Professor John Morello’s Communication 370 course (or “Communication and the 2008 Presidential Campaign”) provides a really powerful model for using a course as a video publishing platform, a space for critical media studies, as well as a forum for discussion about the election as it unfolds. Each of the students in this course created their own short speech in support of their candidate of choice (you can see examples here), which were then posted on a third-party service of their choice and embedded on the course blog (see the technical guidelines for this process here).
Yet, the videos were only one part of this course, there was also the on-going campaign commentaries, dissection of campaign ads, as well as timely discussions about the political implications of the economic crisis. All of which made for a dynamic and open forum leading up to election night. And when I say open, I mean open. Numerous comments and discussions on the site came from people that were not part of the class (or even the UMW Community), but were still intensely interested in discussing the election.
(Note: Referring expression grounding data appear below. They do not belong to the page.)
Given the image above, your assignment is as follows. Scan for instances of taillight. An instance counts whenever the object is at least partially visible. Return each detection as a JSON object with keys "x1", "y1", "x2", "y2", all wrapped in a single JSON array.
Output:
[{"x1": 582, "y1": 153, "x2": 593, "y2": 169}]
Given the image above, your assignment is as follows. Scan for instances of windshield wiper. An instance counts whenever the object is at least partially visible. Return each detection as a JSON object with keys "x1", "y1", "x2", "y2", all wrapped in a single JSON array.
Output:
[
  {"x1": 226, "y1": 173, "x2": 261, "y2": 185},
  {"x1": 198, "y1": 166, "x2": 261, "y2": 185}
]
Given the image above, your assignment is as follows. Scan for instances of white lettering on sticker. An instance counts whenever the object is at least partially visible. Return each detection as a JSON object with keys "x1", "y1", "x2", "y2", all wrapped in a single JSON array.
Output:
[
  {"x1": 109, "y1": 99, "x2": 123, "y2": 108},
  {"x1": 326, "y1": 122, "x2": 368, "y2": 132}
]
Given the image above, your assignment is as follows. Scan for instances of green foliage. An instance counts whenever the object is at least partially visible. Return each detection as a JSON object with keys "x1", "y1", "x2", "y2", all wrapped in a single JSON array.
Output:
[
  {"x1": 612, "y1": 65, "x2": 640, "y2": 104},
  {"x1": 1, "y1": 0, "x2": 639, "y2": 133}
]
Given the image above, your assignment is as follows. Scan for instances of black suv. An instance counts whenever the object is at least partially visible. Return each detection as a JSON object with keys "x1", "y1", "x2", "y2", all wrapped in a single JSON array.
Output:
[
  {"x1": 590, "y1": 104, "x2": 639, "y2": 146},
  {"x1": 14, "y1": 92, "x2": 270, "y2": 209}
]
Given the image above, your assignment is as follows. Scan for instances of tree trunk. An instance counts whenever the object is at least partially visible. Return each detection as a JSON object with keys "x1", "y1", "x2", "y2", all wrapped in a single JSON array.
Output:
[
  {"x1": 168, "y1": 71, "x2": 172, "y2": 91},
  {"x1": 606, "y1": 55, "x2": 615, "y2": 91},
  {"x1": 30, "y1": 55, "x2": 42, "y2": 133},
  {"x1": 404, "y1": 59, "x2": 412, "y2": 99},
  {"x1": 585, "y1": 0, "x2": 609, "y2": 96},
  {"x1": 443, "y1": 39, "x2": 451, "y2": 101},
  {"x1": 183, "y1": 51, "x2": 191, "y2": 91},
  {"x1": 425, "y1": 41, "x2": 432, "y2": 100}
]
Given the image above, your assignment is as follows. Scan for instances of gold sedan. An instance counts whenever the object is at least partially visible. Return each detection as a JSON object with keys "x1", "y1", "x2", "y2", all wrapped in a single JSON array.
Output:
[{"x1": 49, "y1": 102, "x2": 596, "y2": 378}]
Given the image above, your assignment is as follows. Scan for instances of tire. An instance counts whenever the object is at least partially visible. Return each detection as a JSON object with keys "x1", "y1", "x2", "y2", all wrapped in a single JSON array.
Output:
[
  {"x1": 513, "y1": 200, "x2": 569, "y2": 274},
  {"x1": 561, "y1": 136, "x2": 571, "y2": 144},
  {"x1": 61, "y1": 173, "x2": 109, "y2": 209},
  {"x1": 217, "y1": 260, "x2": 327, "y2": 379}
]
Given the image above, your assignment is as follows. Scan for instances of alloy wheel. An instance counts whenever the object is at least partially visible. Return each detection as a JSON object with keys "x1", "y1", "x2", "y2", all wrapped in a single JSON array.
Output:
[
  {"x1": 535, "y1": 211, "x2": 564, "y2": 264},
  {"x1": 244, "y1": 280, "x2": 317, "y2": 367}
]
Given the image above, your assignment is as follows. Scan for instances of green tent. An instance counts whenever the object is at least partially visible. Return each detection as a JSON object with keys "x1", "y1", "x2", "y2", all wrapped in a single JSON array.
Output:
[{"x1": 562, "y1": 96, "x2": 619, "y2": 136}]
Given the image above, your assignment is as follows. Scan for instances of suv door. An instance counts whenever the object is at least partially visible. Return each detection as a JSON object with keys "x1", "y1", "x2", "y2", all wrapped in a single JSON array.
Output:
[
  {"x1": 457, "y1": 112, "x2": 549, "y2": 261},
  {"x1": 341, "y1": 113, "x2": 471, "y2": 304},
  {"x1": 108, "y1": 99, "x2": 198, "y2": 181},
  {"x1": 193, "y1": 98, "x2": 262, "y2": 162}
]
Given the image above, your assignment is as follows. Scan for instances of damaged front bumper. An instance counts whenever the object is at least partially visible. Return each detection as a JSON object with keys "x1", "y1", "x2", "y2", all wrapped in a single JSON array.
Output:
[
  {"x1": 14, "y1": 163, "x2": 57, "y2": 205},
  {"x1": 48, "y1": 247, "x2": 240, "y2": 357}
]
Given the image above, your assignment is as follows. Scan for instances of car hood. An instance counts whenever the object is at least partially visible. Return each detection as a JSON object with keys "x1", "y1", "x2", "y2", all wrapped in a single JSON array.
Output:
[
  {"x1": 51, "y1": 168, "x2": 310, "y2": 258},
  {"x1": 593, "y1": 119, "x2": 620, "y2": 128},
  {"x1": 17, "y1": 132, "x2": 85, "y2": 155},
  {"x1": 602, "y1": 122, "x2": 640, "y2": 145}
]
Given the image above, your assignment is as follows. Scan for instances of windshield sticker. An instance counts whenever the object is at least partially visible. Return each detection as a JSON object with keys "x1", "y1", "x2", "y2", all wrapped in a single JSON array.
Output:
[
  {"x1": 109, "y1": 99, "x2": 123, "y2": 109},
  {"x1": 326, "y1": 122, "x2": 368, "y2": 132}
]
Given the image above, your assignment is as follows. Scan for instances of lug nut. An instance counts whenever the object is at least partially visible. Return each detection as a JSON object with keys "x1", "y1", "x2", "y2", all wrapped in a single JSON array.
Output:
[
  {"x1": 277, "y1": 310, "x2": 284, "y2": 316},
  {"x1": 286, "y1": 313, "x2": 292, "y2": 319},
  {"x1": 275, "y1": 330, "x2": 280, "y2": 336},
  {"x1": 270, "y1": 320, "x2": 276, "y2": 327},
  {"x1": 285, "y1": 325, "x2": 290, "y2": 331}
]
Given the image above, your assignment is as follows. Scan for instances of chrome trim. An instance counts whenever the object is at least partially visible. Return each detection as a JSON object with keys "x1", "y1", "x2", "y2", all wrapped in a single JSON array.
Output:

The fact that both Barack Obama and Sarah Pallin campaigned in Fredericksburg during the final stretch made this course all the more discoverable and relevant to the local community.
But what’s really engaging about the way professor Morello used this space resides in how a web-based course site quickly transformed into an open forum that not only allowed the students to bring in relevant resources from all over the web effortlessly, but also encouraged the class to both create web-based media and engage their classmates and the community out in the open.